# How do I handle this?



## Crazytown (Sep 27, 2010)

So, things were going fine for the last year or two...
Then I caught my husband emailing and texting another woman. He claims the friendship was inappropriate because it was hidden but that nothing happened (no sexual talk, no physical meetings)so it didn't get to a truly inappropriate level. I believe that based on the evidence I have found. So, I agreed to try to work things out.
However, a snowball of screw ups is happening now. I can't tell if he is really just a clueless person or if he is being deceptive. Please help me figure that out and what to do now...

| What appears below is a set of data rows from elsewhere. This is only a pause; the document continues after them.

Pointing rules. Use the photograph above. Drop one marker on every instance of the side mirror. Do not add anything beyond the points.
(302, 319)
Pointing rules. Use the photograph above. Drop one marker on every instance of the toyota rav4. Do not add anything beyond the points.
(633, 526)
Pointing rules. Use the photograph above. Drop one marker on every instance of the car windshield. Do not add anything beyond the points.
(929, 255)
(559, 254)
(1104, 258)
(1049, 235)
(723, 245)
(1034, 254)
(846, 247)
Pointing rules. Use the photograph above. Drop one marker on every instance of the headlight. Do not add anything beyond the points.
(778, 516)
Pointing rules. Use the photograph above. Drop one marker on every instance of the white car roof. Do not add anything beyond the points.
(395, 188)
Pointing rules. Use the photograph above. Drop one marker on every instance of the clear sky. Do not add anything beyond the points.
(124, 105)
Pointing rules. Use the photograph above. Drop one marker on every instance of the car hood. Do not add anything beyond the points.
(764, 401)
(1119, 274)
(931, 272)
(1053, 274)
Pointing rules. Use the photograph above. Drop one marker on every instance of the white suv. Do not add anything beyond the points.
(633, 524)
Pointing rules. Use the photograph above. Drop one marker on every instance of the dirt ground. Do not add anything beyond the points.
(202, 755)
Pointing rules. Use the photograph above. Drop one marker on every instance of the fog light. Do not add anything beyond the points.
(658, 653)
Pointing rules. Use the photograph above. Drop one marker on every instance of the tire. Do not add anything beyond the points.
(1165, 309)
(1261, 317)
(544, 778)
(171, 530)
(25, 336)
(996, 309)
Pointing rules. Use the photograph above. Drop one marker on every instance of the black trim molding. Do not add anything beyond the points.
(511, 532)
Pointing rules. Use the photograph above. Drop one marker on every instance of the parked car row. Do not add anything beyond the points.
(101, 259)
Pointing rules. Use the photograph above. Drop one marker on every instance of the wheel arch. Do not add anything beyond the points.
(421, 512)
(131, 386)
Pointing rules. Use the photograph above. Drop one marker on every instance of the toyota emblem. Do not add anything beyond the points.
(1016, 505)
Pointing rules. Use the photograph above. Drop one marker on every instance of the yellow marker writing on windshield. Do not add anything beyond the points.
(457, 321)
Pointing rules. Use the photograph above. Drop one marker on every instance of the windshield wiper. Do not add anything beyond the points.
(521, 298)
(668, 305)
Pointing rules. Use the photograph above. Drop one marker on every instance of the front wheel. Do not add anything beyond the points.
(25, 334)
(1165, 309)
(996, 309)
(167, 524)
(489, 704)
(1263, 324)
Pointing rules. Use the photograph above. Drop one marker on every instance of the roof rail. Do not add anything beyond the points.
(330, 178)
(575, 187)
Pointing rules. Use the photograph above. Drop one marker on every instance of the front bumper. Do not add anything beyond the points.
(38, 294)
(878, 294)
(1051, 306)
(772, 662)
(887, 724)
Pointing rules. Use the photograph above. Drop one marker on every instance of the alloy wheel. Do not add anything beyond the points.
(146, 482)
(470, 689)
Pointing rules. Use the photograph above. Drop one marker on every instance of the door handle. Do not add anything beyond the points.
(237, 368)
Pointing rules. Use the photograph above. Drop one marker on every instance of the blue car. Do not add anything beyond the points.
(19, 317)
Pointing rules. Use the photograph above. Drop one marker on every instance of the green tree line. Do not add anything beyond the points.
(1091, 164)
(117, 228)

When confronted he confessed everything and made an immediate appointment with our MC. He offered full transparency. He gave me his work phone, deleted his email, let me have all passwords and offered for me to GPS his phone. But, then he started screwing up from there.

The snowball-
He kept "forgetting" to bring home the phone. Then he finally gave me the phone AFTER deleting everything and after telling me I could look at the innocence of the texts etc. Now, he has also become defensive and doesn't want to keep rehashing his mistake (it's only been 2 weeks). Last night he asked me to go away with him to our cabin but I refused as I am a student and have finals in the next 2 weeks (I also work full time). Then, we had a fight about him going at all and how I may be insecure with that for now. I thought he had given up the idea for this weekend anyway... Nope, this morning we both left as usual for work and then apparently he went back home and packed up his weekend bag to go there. I found out this morning when I GPS located him. His story is that he told me he was going and that I declined? I either had some crazy blackout or he had this conversation with himself. What do I do? So far I told him that I hoped he packed everything because he can stay there for good.


----------



## SlowlyGettingWiser (Apr 7, 2012)

Were you two in MC BEFORE you discovered this 'friendship'?


----------



## Shaggy (Jul 17, 2011)

Red flags here. He got caught said the right things and then realized he count end it with her. You are now being played.

Time to call him out and fir him to make the choice of you or her.

Can you pop up there and visit? I'm wondering if he plans on meeting here up there now that you are safely at home.
_Posted via Mobile Device_


----------



## 827Aug (Apr 27, 2008)

Of course he knew you would decline the offer. That's why he came up with the vacation plan. He knew you would be too busy with finals. He thinks he is home free. Show up to the cabin unannounced one evening.


----------



## Crazytown (Sep 27, 2010)

SlowlyGettingWiser said:


> Were you two in MC BEFORE you discovered this 'friendship'?


No. We had stopped going a long time ago. I still do IC and he was supposed to be going. But, apparently he is too busy to go...ha


----------



## Crazytown (Sep 27, 2010)

Shaggy said:


> Red flags here. He got caught said the right things and then realized he count end it with her. You are now being played.
> 
> Time to call him out and fir him to make the choice of you or her.
> 
> ...


I was pretty sure someone would say that...
The only thing leading me to believe that couldn't be true is the fact that I contacted the OW's husband when I first found out. I'm pretty sure he is keeping her on a tight leash. But, I could be wrong...

And I can't pop in unannounced because I am "trapped" here with 2 small kiddos and finals to study for (it's a few hours away). I guess I want to know if you guys think I should change the locks before he gets home??? Or do the 180?? Or bury my head in the sand or what... I'm in a bind because I depend on his help with the kids to finish school and I have to work.


----------



## SlowlyGettingWiser (Apr 7, 2012)

It is probably ILLEGAL to change the locks and lock your husband out of your marital home.

Can ANYONE watch your kids for a few hours (8pm-2am) while you drive up, check it out, drive home again? It is going to be difficult to concentrate on studying for finals if these questions are niggling at the back of your mind. OR

Can you contact the OW's husband and ENSURE that she is, in fact, IN TOWN while your husband is up at the cabin. If she's on a 'trip' or a 'business trip' or 'visiting a sick relative' you can always give OW's husband a heads-up that YOUR husband is up at the cabin.


----------



## Shaggy (Jul 17, 2011)

I'd reach out to the OW husband and touch base today. See what she's up to and if she's git any weekend plans.
_Posted via Mobile Device_


----------



## Crazytown (Sep 27, 2010)

I looked on facebook (her wall is open...idiot) and she and her husband are doing work on their house this weekend. They were "checked" in at a hardware store in the last few hours. So, I feel ok about that. But, I hate feeling like I'm being played as an idiot either way.


----------